フェンディとアーティストと職人が出会うとき。表参道で「ハンド・イン・ハンド」展が開幕
1997年、アクセサリーおよびメンズウェア部門のアーティスティックディレクターであり、創業家3代目のシルヴィア・フェンディによって、フェンディのアイコンバッグとして生み出された「バゲット」バッグ。「ハンド・イン・ハンド」はこれにフォーカスしたもので、2020年より継続的に行われている、フェンディと世界各地の職人たちとの草の根パートナーシップ・プロジェクトだ。
「ハンド・イン・ハンド」という名称には、伝統工芸を継承する各地の職人とフェンディの職人の「手(ハンド)」が出会い、代々受け継がれてきた貴重な手仕事による職人技を結集し、唯一無二の作品を誕生させるという意味が込められているという。
このプロジェクトの主役は、フェンディと世界各地のアトリエや工房だ。
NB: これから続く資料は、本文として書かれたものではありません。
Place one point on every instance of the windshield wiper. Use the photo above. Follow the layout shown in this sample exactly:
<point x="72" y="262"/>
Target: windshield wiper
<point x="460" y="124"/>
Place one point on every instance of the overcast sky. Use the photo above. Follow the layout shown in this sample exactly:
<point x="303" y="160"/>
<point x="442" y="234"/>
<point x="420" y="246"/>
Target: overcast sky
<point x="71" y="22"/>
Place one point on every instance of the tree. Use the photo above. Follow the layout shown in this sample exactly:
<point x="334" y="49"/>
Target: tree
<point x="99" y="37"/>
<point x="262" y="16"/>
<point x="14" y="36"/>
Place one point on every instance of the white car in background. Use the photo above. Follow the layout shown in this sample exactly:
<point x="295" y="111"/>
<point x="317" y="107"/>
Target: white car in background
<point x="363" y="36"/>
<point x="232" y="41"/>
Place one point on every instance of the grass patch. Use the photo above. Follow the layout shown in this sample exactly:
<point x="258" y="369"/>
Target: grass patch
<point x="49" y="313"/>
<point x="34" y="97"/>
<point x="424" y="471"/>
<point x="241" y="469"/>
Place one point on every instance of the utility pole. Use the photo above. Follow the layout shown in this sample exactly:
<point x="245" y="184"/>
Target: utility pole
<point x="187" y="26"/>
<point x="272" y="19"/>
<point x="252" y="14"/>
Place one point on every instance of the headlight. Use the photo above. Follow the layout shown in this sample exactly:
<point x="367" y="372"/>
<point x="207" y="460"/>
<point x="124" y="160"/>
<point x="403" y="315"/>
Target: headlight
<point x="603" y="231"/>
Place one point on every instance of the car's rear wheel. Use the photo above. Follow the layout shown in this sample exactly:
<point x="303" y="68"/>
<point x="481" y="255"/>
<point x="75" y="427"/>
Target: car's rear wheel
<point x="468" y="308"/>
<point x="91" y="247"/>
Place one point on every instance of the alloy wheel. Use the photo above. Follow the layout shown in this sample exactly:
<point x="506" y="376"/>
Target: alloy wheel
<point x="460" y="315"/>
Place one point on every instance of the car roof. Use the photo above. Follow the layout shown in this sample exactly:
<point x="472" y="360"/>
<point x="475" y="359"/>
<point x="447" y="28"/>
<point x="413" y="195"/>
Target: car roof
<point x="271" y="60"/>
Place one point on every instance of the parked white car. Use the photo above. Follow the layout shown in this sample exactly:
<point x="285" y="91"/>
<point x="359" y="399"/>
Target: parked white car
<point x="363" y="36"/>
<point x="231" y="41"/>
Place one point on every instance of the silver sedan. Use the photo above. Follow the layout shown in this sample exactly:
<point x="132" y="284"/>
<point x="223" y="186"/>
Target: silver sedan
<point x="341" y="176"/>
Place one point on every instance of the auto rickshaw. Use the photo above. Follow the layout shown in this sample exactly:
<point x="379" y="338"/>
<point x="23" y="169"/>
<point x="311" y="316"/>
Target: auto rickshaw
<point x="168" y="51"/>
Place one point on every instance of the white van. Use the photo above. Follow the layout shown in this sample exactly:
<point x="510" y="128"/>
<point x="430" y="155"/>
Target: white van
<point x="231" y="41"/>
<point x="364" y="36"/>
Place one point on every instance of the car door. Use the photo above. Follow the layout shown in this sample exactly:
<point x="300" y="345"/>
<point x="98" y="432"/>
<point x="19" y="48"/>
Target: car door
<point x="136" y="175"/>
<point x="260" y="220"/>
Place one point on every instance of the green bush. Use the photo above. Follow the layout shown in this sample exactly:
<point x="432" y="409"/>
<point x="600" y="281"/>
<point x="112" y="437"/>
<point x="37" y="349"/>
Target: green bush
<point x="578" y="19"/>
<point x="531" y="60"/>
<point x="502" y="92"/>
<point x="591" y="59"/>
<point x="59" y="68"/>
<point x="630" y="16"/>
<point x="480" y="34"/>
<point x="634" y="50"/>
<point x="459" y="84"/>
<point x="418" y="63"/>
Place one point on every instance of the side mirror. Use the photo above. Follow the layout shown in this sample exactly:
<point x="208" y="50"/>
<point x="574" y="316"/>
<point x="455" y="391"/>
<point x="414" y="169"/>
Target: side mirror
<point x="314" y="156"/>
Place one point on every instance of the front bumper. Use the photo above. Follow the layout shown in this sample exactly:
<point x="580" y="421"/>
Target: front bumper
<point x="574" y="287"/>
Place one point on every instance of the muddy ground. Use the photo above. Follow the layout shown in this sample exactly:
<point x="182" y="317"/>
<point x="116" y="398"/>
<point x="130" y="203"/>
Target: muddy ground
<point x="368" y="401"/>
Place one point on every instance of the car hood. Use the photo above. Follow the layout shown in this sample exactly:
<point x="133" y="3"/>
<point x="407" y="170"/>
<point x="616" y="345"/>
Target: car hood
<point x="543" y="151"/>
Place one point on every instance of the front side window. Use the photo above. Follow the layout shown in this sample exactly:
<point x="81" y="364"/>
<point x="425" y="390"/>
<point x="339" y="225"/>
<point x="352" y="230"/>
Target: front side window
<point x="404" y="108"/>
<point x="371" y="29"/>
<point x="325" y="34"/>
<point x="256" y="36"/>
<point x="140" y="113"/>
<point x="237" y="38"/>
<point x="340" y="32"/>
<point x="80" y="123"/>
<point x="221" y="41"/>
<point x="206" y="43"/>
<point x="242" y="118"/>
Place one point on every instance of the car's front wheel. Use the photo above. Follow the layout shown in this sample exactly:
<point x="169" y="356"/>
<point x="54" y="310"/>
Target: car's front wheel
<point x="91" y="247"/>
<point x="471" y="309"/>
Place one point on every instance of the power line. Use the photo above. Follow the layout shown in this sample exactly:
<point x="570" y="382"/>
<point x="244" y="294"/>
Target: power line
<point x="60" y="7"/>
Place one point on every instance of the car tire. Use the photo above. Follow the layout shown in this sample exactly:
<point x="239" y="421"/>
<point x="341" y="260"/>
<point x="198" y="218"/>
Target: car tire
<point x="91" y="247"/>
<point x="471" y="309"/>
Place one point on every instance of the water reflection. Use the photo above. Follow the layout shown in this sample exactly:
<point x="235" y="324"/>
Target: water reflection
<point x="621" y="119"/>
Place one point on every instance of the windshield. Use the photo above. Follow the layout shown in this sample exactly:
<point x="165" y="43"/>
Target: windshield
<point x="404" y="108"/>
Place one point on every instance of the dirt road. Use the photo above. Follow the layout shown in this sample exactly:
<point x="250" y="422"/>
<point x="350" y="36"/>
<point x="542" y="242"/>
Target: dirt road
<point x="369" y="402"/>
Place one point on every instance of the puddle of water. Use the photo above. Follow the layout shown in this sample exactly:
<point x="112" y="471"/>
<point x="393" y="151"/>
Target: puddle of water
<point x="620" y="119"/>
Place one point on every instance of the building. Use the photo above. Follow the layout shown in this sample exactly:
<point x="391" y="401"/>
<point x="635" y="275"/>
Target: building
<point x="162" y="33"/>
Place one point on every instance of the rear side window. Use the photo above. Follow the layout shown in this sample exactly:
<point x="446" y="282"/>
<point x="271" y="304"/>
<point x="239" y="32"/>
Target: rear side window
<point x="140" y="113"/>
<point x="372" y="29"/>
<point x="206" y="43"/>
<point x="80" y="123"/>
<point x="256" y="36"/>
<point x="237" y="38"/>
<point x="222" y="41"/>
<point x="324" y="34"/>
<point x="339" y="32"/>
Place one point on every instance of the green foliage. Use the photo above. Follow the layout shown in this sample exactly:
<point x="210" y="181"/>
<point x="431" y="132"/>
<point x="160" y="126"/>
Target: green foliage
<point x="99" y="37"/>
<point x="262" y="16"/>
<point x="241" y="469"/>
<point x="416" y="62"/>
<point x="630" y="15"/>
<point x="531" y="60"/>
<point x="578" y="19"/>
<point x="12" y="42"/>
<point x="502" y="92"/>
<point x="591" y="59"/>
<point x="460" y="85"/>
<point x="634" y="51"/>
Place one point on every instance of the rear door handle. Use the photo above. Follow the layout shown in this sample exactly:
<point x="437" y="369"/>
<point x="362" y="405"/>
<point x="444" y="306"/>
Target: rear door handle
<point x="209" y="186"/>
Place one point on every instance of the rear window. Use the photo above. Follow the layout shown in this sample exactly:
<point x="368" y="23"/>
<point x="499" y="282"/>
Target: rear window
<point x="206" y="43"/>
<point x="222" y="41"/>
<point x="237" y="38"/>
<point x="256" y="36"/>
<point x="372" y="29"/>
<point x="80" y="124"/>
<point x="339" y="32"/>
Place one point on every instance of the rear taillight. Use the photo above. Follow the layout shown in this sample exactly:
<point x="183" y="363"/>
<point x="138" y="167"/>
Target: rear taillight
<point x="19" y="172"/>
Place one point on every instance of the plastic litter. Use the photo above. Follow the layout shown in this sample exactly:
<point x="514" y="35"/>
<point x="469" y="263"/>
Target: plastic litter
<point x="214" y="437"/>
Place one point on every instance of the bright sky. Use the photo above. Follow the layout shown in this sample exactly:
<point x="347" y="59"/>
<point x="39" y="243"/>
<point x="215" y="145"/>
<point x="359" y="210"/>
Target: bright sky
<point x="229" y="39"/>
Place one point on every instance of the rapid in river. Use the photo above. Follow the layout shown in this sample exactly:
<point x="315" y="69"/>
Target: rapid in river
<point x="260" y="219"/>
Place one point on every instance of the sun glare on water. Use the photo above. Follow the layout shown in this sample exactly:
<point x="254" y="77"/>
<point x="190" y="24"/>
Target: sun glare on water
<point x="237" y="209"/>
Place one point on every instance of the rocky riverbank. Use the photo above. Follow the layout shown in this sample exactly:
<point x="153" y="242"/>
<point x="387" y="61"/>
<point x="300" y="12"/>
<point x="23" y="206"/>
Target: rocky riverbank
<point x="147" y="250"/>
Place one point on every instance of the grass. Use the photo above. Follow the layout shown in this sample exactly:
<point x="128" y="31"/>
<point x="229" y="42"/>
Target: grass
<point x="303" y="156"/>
呼びかけに応じたアトリエや工房が、その土地に古くから受け継がれる様々な伝統工芸技術を駆使して「バゲット」を再解釈し、作品を生み出してきた。またこうしたプロジェクトを行うことで、職人たちの希少な技術とクリエイティビティ、そしてサヴォアフェールを保存・伝承していくことも大きな目的となっている。
東京展では、イタリア各地の職人とのパートナーシップによって生み出された「バゲット」バッグ19点とともに、西形彩による作品もハイライトとして展示されている。
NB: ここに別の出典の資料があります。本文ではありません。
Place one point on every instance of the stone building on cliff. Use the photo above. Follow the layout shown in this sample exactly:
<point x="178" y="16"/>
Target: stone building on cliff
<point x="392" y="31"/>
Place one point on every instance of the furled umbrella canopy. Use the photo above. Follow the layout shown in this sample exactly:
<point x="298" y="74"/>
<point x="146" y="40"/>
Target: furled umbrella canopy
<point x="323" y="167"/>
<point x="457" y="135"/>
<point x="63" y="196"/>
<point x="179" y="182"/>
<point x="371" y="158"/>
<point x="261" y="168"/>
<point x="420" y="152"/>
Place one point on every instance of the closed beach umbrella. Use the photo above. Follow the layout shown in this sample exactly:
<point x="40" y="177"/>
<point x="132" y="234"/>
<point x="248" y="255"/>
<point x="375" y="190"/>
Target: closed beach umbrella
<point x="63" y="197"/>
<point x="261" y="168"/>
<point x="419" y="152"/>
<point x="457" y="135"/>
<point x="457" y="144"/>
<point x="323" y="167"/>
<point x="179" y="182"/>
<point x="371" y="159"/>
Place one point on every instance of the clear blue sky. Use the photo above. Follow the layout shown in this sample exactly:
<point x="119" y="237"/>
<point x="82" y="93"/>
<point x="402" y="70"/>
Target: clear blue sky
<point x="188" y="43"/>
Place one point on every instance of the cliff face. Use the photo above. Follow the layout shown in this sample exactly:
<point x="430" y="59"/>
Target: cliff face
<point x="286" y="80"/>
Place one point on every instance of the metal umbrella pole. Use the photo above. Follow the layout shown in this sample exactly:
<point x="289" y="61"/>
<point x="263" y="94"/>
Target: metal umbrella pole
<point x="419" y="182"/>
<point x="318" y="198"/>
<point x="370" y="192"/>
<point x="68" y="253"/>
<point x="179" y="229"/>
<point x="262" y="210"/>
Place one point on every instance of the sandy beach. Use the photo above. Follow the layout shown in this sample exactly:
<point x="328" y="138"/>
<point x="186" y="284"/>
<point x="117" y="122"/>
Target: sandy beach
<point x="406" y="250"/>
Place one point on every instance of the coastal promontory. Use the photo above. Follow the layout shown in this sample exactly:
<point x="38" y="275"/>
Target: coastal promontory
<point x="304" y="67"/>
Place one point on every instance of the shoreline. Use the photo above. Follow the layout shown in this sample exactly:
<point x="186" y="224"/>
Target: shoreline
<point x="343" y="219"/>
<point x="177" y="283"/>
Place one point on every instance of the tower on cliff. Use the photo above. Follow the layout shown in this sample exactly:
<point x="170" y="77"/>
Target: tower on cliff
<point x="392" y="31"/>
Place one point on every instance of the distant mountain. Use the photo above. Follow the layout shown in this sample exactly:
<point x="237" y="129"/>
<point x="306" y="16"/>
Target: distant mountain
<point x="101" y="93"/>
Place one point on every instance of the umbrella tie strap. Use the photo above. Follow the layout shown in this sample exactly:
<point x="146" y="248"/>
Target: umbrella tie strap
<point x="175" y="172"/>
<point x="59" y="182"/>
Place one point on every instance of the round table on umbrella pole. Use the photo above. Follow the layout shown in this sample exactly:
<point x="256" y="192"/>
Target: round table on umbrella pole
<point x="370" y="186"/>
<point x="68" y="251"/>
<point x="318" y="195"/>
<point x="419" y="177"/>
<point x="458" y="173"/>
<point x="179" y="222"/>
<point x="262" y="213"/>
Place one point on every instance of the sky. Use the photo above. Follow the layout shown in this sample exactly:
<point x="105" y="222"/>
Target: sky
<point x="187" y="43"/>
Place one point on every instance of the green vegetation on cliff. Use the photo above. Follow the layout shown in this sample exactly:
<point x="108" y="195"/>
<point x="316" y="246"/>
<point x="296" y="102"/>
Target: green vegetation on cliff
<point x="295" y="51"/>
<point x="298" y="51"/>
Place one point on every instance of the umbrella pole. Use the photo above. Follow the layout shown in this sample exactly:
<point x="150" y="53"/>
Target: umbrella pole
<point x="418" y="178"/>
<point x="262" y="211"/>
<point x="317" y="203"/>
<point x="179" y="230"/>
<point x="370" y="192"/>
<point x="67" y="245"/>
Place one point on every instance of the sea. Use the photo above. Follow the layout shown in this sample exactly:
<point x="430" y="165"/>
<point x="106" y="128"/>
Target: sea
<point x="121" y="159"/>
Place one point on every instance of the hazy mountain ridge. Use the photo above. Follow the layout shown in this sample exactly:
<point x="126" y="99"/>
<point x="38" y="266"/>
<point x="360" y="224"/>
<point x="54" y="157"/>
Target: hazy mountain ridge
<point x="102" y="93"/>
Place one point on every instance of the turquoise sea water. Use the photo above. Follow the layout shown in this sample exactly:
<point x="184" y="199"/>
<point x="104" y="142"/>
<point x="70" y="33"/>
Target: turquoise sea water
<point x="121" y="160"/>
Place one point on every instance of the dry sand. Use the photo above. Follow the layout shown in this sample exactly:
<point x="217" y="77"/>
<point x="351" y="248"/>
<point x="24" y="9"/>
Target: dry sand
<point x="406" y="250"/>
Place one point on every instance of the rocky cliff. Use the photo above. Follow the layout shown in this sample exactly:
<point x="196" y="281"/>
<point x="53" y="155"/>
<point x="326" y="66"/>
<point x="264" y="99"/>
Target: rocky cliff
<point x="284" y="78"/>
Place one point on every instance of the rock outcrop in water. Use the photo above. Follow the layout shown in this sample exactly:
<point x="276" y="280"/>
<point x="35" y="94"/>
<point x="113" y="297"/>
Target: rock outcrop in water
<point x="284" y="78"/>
西形は栃木県足利市で創業80年を誇る「にしかた染織工房」の4代目で、歴代最年少の栃木県伝統工芸士。西形はこのプロジェクトのためにウール糸を複雑かつ鮮明な色彩に手染めし、手織りによって「バゲット」バッグをつくり上げた。仕上げには日本の美術織物の最高峰として知られる「綴れ織り」が用いられ、色の強さとデザインの複雑さがバッグと見事な調和を見せている。
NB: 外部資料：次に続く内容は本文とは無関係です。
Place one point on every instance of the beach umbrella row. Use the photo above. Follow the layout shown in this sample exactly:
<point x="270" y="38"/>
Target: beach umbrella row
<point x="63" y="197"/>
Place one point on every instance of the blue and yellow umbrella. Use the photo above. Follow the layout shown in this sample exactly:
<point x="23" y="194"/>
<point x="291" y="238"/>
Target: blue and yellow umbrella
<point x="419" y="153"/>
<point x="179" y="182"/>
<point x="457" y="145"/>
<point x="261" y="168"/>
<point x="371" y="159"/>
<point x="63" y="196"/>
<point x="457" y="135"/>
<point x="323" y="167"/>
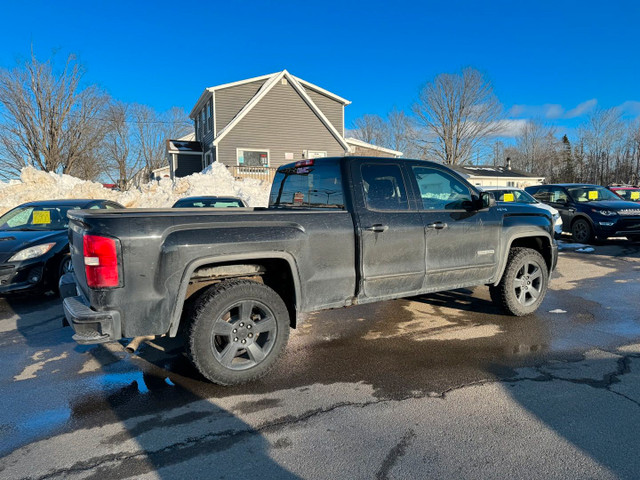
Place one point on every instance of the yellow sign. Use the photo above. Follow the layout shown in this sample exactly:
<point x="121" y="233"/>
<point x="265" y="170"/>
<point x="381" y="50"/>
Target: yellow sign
<point x="41" y="217"/>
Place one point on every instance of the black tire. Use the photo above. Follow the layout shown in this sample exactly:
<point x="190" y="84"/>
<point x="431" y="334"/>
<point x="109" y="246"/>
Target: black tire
<point x="65" y="266"/>
<point x="223" y="343"/>
<point x="582" y="231"/>
<point x="524" y="283"/>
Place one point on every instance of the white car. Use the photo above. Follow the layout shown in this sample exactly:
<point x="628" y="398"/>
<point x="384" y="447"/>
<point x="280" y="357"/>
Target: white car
<point x="517" y="195"/>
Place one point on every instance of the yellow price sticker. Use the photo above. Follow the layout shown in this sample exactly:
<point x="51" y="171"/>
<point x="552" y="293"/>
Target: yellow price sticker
<point x="41" y="217"/>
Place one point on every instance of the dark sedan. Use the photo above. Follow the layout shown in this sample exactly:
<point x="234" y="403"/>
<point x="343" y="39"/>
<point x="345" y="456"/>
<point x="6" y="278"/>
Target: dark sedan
<point x="34" y="246"/>
<point x="590" y="211"/>
<point x="209" y="202"/>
また本展ではアーティストとのコラボレーションにも注目したい。
2008年、シルヴィア・フェンディによって生み出されたバッグ「ピーカブー」が並ぶエリアでは、世界中から選ばれたデザイナーやアーティスト、著名人たちが手がけた特別な「ピーカブー」が展示される。
このセレクションには、小川貴一郎、マイケル・ラウ、香港の女優で起業家のカリーナ・ラウ、デザイナーのサビネ・マルセリス、ヤン・テ・オ、クーン・カプート、ピーター・マベオスタジオによって新たに解釈された「ピーカブー」が並ぶとともに、本展のために制作された
山口歴、高木耕一郎、万美による新作「ピーカブー」も初披露されている。
フェンディと世界各地の職人たちの伝統技術とのパートナーシップ、そしてデザイン・アート界へのオマージュを体験できる、またとない機会をお見逃しなく。